Голос его звенел. Он, конечно, понимал, что, с обывательской точки зрения, выглядит совершенным сумасшедшим. Но никаких неудобств от этого не испытывал, наоборот, чувствовал себя на редкость естественно. Как, предположим, птица в воде или рыба в облаках. Профессор Покровский очень внимательно и, кажется, с большим состраданием глядел на Бубенцова.

– Иными словами, вы задумали соорудить рай на земле?

– В отдельно взятой стране, Афанасий Иванович! – поправил Бубенцов и ещё раз произнёс с нажимом: – В отдельно взятой! У меня все будут богаты, сыты, обеспечены.

Афанасий Иванович недоверчиво покачивал седою головой.

– Бедность устраним, – пообещал Бубенцов. – Утрём всякую слезу.

Подумал и добавил:

– У всех будет много различных вещей!

– Да. Всё устроено именно так. Мир завоёвывается пошлостью, – сказал профессор тихим, несколько усталым голосом. – Пошлостью. А вовсе не доблестью и не силой оружия. Ибо главное свойство «князя мира сего», как известно – пошлость. Но в этом и состоит роковой изъян самого верного плана завоевания мира. Как только они завоюют мир, он автоматически потеряет цену.

– Потеряет цену?

– Именно так. Пока мир не завоёван, он ещё кое-что из себя представляет. В смысле хотя бы творческом. Но как только они поставят последнюю точку и скажут: «Ну, наконец-то! Вот он, мир. Мы добились своего!» – так тотчас с разочарованием обнаружат, что вместо подлинника, божественного оригинала, у них в руках всего лишь ничего не значащая подделка, тень. Пустая ссохшаяся оболочка.
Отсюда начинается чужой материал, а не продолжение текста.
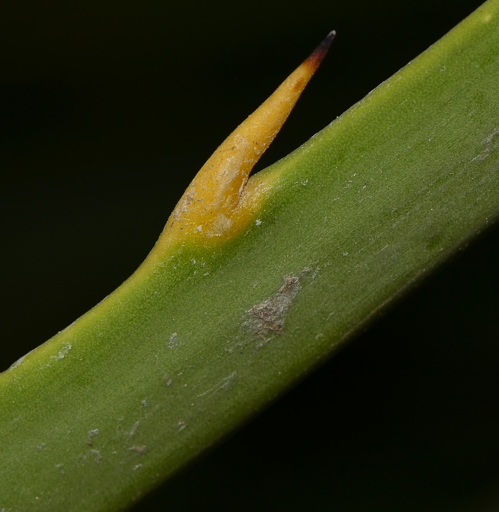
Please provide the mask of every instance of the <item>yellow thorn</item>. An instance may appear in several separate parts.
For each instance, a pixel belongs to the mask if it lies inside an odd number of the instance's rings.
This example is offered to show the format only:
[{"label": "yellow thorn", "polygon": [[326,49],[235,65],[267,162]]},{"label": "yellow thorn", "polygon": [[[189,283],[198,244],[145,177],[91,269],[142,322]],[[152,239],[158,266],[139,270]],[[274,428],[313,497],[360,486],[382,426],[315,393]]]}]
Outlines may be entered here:
[{"label": "yellow thorn", "polygon": [[248,187],[251,193],[247,189],[251,169],[280,130],[335,35],[330,32],[203,166],[168,220],[157,244],[162,252],[189,242],[213,245],[248,226],[265,196],[254,184]]}]

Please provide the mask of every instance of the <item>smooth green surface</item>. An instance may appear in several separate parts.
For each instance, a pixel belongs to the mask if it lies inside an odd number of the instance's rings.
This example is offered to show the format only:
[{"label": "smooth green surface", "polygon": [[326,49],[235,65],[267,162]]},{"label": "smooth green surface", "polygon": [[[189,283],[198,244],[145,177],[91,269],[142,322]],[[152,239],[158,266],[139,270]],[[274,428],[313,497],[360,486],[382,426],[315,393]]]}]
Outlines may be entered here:
[{"label": "smooth green surface", "polygon": [[[127,504],[493,220],[498,16],[487,4],[278,162],[231,247],[165,261],[5,374],[0,506]],[[248,311],[286,275],[301,289],[282,333],[255,333]]]}]

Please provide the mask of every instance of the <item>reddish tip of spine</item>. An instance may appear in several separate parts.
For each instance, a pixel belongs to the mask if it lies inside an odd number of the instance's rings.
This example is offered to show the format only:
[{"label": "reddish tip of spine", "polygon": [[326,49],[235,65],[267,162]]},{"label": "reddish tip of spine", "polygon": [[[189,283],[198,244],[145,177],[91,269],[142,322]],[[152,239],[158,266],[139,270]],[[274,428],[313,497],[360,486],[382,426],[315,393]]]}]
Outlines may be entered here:
[{"label": "reddish tip of spine", "polygon": [[315,71],[322,61],[322,59],[326,57],[326,54],[328,53],[328,50],[329,50],[329,47],[331,46],[331,43],[336,35],[336,31],[332,30],[326,36],[322,42],[312,52],[310,56],[303,62],[303,64],[310,66]]}]

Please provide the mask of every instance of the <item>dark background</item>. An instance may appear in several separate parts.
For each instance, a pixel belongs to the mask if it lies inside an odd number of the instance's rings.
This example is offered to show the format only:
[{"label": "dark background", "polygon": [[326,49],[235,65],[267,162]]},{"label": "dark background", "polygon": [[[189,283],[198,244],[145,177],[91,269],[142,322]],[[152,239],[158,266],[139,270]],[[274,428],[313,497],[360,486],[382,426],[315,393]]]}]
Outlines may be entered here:
[{"label": "dark background", "polygon": [[[0,3],[0,370],[135,270],[218,144],[331,29],[259,168],[480,3]],[[498,261],[496,229],[134,512],[499,508]]]}]

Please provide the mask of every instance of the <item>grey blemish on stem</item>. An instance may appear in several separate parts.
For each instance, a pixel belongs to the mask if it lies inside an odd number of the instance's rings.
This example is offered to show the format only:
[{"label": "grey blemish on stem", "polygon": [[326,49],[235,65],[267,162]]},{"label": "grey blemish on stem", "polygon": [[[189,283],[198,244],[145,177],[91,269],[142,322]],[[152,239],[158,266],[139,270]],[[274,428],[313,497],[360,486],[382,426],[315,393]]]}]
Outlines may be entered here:
[{"label": "grey blemish on stem", "polygon": [[89,430],[89,433],[86,435],[86,444],[88,444],[89,446],[91,446],[93,444],[92,438],[94,437],[95,436],[98,436],[98,429],[94,429],[93,430]]},{"label": "grey blemish on stem", "polygon": [[482,144],[485,146],[485,150],[480,153],[480,155],[475,157],[474,158],[471,159],[472,162],[482,162],[485,160],[486,158],[490,154],[490,152],[493,149],[492,147],[492,142],[494,141],[494,139],[495,137],[499,135],[499,127],[494,128],[492,133],[485,137],[483,141],[482,141]]},{"label": "grey blemish on stem", "polygon": [[284,284],[273,295],[248,310],[245,323],[254,334],[265,338],[283,332],[289,308],[301,289],[300,279],[309,270],[304,268],[297,276],[285,275]]},{"label": "grey blemish on stem", "polygon": [[145,446],[145,445],[139,446],[134,444],[133,446],[131,446],[128,448],[128,451],[135,452],[136,453],[139,453],[141,455],[142,455],[147,451],[147,447]]},{"label": "grey blemish on stem", "polygon": [[217,382],[214,386],[210,388],[209,390],[205,391],[204,393],[202,393],[201,394],[198,395],[198,398],[199,398],[201,396],[204,396],[205,395],[207,395],[209,393],[211,393],[212,391],[216,391],[219,389],[226,390],[230,389],[230,387],[232,384],[232,380],[235,375],[236,372],[232,372],[230,375],[225,377],[220,382]]},{"label": "grey blemish on stem", "polygon": [[168,340],[168,348],[169,349],[177,348],[180,345],[180,340],[179,339],[179,335],[176,332],[174,332]]},{"label": "grey blemish on stem", "polygon": [[128,437],[133,437],[135,435],[135,433],[137,432],[137,429],[138,426],[139,421],[136,421],[134,423],[134,426],[132,428],[132,430],[128,433]]},{"label": "grey blemish on stem", "polygon": [[73,347],[71,346],[70,343],[64,343],[62,348],[57,353],[57,355],[51,355],[50,356],[51,359],[64,359],[64,357],[68,355],[68,353],[71,350]]}]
Вроде какого-нибудь серого осинового гнезда.

– Мёртвый кокон от бабочки. Я видел в детстве.

– Из мира уйдёт творческая сила. – профессор продолжал тем же ровным лекторским тоном. – Сила, способная изменить человека. Две вещи вдохновляют человека, дают ему решимость переменить что-то в себе – религия и поэзия.

– Ну, хорошо! – Бубенцов обрадовался тому, что тон разговора переменился, оторвался от быта и взмыл в философскую высоту. – Положим, они хотят овладеть миром. Убрать из него творческую силу. Но я-то им для чего?
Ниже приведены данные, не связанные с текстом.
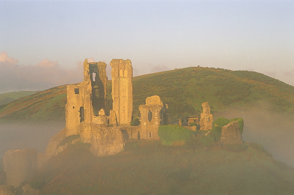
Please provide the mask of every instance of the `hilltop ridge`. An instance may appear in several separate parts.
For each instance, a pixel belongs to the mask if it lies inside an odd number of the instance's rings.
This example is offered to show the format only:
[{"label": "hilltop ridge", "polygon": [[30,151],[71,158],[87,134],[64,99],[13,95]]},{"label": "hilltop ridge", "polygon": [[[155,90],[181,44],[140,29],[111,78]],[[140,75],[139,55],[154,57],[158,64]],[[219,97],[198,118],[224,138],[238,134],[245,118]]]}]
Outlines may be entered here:
[{"label": "hilltop ridge", "polygon": [[[111,80],[107,106],[112,106]],[[147,97],[156,95],[169,108],[171,121],[193,114],[208,102],[214,115],[232,109],[263,110],[294,116],[294,87],[263,74],[247,71],[189,67],[133,78],[133,116]],[[0,106],[0,121],[65,120],[66,85],[51,88]]]}]

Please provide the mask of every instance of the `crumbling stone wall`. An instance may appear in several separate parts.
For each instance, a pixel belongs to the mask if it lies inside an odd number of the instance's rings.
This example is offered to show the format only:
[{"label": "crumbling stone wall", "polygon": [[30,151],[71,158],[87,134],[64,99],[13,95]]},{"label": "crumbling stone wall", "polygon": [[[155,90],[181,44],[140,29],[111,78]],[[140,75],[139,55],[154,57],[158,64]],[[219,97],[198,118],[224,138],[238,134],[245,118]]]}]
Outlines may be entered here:
[{"label": "crumbling stone wall", "polygon": [[210,107],[208,102],[202,103],[203,112],[200,114],[200,130],[207,131],[212,128],[212,115],[210,113]]},{"label": "crumbling stone wall", "polygon": [[34,148],[8,150],[3,156],[3,169],[7,174],[7,183],[16,188],[35,176],[37,167],[37,152]]},{"label": "crumbling stone wall", "polygon": [[158,140],[157,131],[159,125],[168,125],[168,106],[163,103],[158,96],[146,98],[146,104],[139,106],[141,123],[138,127],[132,127],[133,139]]},{"label": "crumbling stone wall", "polygon": [[131,60],[113,59],[112,67],[112,109],[119,126],[129,125],[133,111],[133,67]]},{"label": "crumbling stone wall", "polygon": [[238,121],[230,123],[223,127],[220,140],[224,144],[243,143],[242,135]]},{"label": "crumbling stone wall", "polygon": [[66,105],[67,135],[77,135],[80,122],[92,122],[95,114],[106,108],[106,64],[84,62],[84,80],[68,85]]}]

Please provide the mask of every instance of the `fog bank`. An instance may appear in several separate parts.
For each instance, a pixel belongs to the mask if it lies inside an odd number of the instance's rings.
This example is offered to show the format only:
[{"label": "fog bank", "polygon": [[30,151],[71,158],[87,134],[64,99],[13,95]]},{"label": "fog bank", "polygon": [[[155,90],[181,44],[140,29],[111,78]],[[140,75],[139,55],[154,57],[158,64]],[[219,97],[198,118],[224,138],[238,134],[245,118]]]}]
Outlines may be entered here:
[{"label": "fog bank", "polygon": [[44,153],[51,138],[65,127],[65,122],[0,124],[0,158],[10,150],[34,148]]},{"label": "fog bank", "polygon": [[223,114],[227,118],[244,120],[243,141],[262,145],[276,160],[294,167],[294,118],[286,115],[256,110],[232,110]]}]

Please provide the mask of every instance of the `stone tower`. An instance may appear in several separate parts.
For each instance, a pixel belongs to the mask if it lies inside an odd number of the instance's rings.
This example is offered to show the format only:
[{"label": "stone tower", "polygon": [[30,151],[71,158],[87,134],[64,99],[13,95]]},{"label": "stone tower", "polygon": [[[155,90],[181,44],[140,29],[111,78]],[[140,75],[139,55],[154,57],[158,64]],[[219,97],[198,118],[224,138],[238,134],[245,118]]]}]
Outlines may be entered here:
[{"label": "stone tower", "polygon": [[131,60],[113,59],[110,62],[112,77],[112,109],[118,125],[129,125],[133,111],[133,67]]},{"label": "stone tower", "polygon": [[208,102],[202,103],[202,106],[203,112],[200,114],[200,130],[207,131],[212,127],[213,116],[210,113],[210,107]]},{"label": "stone tower", "polygon": [[78,134],[80,123],[90,123],[95,115],[106,108],[107,77],[103,62],[84,62],[84,80],[67,86],[66,119],[67,136]]}]

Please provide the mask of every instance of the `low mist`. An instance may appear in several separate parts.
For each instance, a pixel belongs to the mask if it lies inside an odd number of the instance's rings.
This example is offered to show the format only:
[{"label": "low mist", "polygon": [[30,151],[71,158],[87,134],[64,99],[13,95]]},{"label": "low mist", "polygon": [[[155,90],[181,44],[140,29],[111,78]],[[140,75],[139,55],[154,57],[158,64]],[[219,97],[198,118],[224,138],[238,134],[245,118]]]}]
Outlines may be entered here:
[{"label": "low mist", "polygon": [[50,139],[65,127],[65,123],[0,124],[0,159],[7,150],[26,148],[44,153]]},{"label": "low mist", "polygon": [[243,141],[261,144],[276,160],[294,167],[294,118],[257,109],[232,110],[223,114],[229,119],[240,117],[244,121]]}]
– У вас оказалась нужная им кровь. Подлинная царская кровь. Это серьёзные люди. Копиями не интересуются. Они могут себе позволить только подлинник.

– Стоп! – крикнул Ерошка. – А Бубенцов-то! Рюрик понятно, от Рура. Прадед мой Рур! Но Бубенцова куда вы денете?
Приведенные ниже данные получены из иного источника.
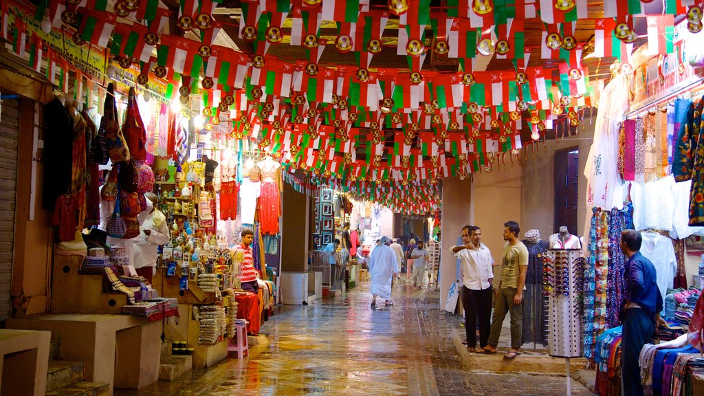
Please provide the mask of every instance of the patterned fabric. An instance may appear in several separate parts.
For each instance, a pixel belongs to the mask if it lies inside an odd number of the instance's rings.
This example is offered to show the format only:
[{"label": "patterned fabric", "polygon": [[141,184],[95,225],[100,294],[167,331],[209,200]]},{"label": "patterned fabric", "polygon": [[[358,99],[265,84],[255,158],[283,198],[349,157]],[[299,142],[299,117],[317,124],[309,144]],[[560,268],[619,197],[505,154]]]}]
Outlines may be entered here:
[{"label": "patterned fabric", "polygon": [[704,133],[699,132],[702,127],[704,122],[692,131],[693,159],[692,187],[689,192],[689,225],[693,227],[704,225]]}]

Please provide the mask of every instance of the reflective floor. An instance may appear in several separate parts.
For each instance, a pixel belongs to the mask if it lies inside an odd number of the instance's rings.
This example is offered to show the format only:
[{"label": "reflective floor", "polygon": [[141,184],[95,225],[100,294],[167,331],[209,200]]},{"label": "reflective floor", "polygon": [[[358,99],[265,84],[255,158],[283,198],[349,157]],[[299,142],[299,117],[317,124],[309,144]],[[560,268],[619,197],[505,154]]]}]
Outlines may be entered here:
[{"label": "reflective floor", "polygon": [[[284,307],[261,333],[270,340],[244,359],[194,369],[173,382],[118,395],[564,395],[565,378],[470,372],[451,340],[459,317],[434,289],[394,286],[393,307],[370,307],[369,283],[341,297]],[[501,355],[496,359],[501,359]],[[573,395],[589,395],[572,383]]]}]

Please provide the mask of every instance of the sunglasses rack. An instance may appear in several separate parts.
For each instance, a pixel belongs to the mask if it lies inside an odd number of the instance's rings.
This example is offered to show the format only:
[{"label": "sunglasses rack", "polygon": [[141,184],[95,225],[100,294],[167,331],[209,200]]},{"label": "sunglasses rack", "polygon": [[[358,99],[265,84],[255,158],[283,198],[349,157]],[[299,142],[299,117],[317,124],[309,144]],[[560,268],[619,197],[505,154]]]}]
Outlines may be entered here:
[{"label": "sunglasses rack", "polygon": [[550,355],[582,356],[584,259],[579,249],[550,249],[543,255],[543,292],[548,297]]}]

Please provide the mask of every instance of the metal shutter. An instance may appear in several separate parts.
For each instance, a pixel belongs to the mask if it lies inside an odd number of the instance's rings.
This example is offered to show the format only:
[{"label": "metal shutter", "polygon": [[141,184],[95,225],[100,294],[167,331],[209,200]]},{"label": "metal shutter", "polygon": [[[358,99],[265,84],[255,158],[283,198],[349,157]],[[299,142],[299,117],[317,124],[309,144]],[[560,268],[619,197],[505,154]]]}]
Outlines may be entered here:
[{"label": "metal shutter", "polygon": [[0,106],[0,321],[3,321],[10,316],[20,104],[17,99],[5,99]]}]

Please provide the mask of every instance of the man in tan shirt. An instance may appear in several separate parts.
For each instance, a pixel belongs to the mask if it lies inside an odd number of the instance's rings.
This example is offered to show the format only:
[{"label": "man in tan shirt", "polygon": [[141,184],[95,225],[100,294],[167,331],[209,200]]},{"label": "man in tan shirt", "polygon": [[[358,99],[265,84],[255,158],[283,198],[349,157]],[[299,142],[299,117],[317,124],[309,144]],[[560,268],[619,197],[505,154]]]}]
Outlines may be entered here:
[{"label": "man in tan shirt", "polygon": [[501,281],[496,289],[496,302],[494,306],[494,316],[491,318],[491,333],[489,343],[478,353],[495,354],[498,338],[501,335],[501,326],[506,314],[511,315],[511,349],[504,355],[503,359],[510,360],[520,354],[523,333],[523,289],[526,283],[526,272],[528,270],[528,249],[523,242],[518,240],[520,228],[515,221],[507,221],[503,225],[503,240],[506,245],[503,249],[503,261],[501,266]]}]

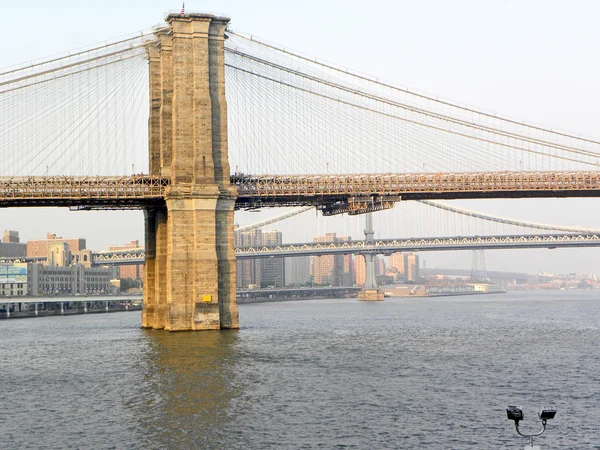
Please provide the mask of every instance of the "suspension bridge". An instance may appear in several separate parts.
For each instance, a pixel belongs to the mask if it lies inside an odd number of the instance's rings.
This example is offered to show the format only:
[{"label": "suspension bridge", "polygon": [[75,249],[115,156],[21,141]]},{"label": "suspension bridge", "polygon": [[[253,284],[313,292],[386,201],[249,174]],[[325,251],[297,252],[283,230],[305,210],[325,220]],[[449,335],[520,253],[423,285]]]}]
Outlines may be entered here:
[{"label": "suspension bridge", "polygon": [[598,140],[166,22],[0,74],[0,206],[143,209],[143,327],[238,327],[235,209],[600,194]]}]

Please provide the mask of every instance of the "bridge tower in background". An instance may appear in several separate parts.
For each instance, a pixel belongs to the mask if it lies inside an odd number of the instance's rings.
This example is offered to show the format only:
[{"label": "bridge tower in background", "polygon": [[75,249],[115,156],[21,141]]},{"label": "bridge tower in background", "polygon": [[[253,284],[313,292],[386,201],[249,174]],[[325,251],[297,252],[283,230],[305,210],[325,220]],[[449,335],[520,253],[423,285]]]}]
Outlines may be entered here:
[{"label": "bridge tower in background", "polygon": [[228,18],[170,14],[148,46],[150,174],[169,177],[165,206],[145,211],[142,327],[238,328],[227,150]]},{"label": "bridge tower in background", "polygon": [[[375,243],[375,230],[373,229],[373,213],[365,214],[365,243]],[[375,276],[375,254],[365,253],[366,280],[365,286],[358,293],[358,299],[361,301],[381,301],[383,300],[383,291],[377,287],[377,278]]]}]

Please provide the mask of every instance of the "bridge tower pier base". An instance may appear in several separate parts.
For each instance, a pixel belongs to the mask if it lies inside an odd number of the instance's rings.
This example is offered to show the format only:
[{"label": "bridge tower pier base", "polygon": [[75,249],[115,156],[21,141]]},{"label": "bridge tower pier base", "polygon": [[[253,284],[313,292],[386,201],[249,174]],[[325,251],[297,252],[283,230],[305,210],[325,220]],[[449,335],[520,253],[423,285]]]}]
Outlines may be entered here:
[{"label": "bridge tower pier base", "polygon": [[238,328],[227,152],[224,40],[229,19],[170,14],[150,60],[150,172],[170,178],[146,212],[142,326]]},{"label": "bridge tower pier base", "polygon": [[[365,216],[365,242],[372,244],[375,242],[373,236],[373,213],[367,213]],[[383,291],[377,287],[377,277],[375,276],[375,255],[366,253],[364,255],[366,266],[366,279],[363,289],[358,293],[360,301],[381,301],[384,298]]]}]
– Гогенцоллерн, – твёрдо и холодно сказал Покровский. – Чувствуете созвучие? Понятно теперь вам, откуда растут рога?

– По-вашему, это убедительное созвучие?

– Сами разве не слышите? Бубен-цо! Гоген-цо!

– Вон как! Бубен-цо! – с удовольствием повторил Ерошка. – Гоген-цо!

– А теперь слушайте меня очень внимательно. – голос Покровского возвысился, зазвучал мерно, торжественно. Как будто обращался не к Бубенцову, а читал проповедь с церковного амвона. – Вы спрашиваете, для чего вы им нужны. Мёртвым духам нужна живая кровь, нужен подлинник. Предтеча мирового царя должен быть настоящим. Без оригинала невозможно существование копии. Только подлинник может породить отражения и повторения. Только подлинник даёт жизнь пародиям, копиям, иллюзиям и аллюзиям. А никакого иного подлинника, кроме Бубенцова Ерофея Тимофеевича, у них нет!

– Бубен-цо! – смеясь и радуясь, повторил Ерошка. – Гоген-цо!

– Не обольщайтесь! Запомните на прощание то, что я вам говорил, – произнёс профессор особенным тоном, каким никогда до этого не пользовался. – Одна жизнь маленького человечка, умноженная на вечность, неизмеримо больше и дороже, чем весь этот растленный мир!

– Бубен-цо! Гоген-цо!

Профессор Афанасий Иванович Покровский привстал на каталке, слёзы показались на его глазах.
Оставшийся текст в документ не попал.